The violence began when thousands of striking police officers and civilian protesters clashed with government troops on Wednesday over an attempt by Mr Sanchez de Lozada to introduce a new income tax.
The national police, demanding a 40 per cent wage rise, occupied a central plaza on Wednesday where they were fired upon by army snipers posted on nearby rooftops.
The army shot protesters dead as Mr Sanchez de Lozada was smuggled out of the presidential palace in an ambulance, an appropriate metaphor for the fragile health of the continent's second- poorest nation.
On Thursday, a sniper shot dead a 21-year-old nurse in the city centre as she helped load an ambulance with wounded people and four other people were killed in the Alto area, which adjoins La Paz.
"The government has lost all its authority and rules solely by force," complained Mr Antonio Peredo, an opposition deputy.
Thousands of citizens joined the striking police who seized the foreign ministry and fired tear gas in support of demonstrators who then besieged the presidential palace.
A dozen government buildings were torched, including the Ministry of Sustainable Development, along with banks and party offices belonging to the governing conservative coalition.
Militarised rural police in charge of coca eradication efforts downed weapons around the country, putting a temporary halt to the nation's anti-drug efforts.

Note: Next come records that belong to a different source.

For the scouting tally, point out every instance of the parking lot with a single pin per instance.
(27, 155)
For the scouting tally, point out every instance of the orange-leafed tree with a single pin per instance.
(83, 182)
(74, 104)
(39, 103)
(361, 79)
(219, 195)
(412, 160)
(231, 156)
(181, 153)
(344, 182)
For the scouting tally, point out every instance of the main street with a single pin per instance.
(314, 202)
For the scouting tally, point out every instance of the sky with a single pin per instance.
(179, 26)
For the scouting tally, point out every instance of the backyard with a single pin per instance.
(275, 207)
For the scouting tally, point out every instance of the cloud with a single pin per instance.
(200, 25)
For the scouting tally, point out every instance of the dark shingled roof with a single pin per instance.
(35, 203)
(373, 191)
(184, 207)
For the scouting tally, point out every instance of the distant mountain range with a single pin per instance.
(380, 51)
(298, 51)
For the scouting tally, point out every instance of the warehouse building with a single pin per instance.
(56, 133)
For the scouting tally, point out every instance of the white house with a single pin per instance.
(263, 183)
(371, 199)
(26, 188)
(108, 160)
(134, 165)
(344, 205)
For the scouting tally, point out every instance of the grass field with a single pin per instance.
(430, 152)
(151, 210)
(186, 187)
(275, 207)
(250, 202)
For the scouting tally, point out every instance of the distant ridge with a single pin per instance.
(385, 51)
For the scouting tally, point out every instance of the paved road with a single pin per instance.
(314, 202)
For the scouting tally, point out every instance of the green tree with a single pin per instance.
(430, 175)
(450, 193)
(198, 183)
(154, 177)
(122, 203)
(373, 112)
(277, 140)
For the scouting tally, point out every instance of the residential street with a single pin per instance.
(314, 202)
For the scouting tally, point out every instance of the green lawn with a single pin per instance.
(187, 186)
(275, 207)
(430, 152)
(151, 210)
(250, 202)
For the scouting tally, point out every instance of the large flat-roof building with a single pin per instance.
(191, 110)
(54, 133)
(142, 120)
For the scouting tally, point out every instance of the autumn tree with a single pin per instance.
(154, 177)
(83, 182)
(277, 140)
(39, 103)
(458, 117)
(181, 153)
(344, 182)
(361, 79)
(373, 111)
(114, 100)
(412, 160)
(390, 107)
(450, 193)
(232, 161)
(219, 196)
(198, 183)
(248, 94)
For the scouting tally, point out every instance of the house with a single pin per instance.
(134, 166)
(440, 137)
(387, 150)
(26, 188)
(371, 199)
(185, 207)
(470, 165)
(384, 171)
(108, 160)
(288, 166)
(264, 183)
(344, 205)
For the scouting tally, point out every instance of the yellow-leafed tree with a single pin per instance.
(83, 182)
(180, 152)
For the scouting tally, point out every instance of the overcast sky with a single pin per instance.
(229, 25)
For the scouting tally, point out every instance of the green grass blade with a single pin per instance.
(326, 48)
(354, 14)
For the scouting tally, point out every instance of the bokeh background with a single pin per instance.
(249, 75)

Teachers, farmers, and union workers all demonstrated in the city's streets on Thursday, with a march of 5,000 trade unionists nearly reaching the presidential palace again.
Army tanks patrolled city streets yesterday while troops clubbed knots of peaceful protesters who answered opposition calls for further mobilisation.

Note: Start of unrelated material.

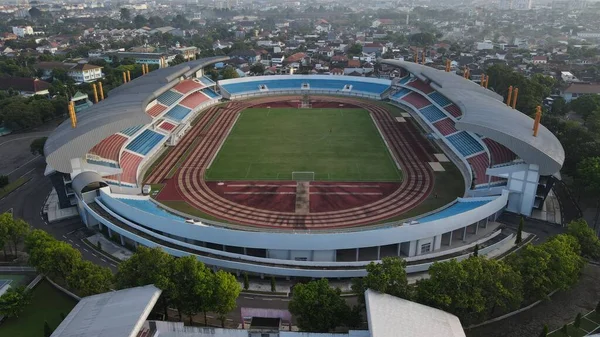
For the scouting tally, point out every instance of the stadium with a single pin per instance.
(303, 175)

President Lozada cancelled the income tax reform project, which would have affected workers earning just $150 a month, having justified the tax hike to reduce its deficit - now 8.5 per cent of the budget - to the 5.5 per cent demanded by the International Monetary Fund.
President Lozada called for a "new fraternal dialogue among the Bolivian people" while police called off their protest on Thursday after a fast-track agreement offered hefty bonuses and indemnity of $10,000 to the families of murdered officers.
"The protests will continue until the government resigns," said opposition leader Mr Evo Morales, who finished a close second in last year's presidential elections.
The indigenous organiser led protests by coca farmers last month which were brutally crushed by state security forces, leaving a dozen farmers dead.
However, the latest wave of protests has enjoyed much broader national support, including business leaders frustrated at the virtual collapse of domestic industry.
President Lozada, who ruled Bolivia from 1993-1997, won less than a fifth of the popular vote in last year's elections and was nominated by a fractured parliament. An easy target for satire, Mr Sanchez de Lozada speaks Spanish with a US accent, having spent most of his life abroad. In his first term of office President Sanchez de Lozada privatised state assets and caved in to US demands for control of coca eradication efforts.
The US government declared its "total" support for the embattled Bolivian President who recently agreed to host 300 US troops and establish a US army base in the Amazon region in return for $4.5 million in US military aid. The Bolivian crisis has highlighted growing unrest across the region where free market policies have led to the repeal of labour laws, the decline of wages and the collapse of subsistence farm incomes.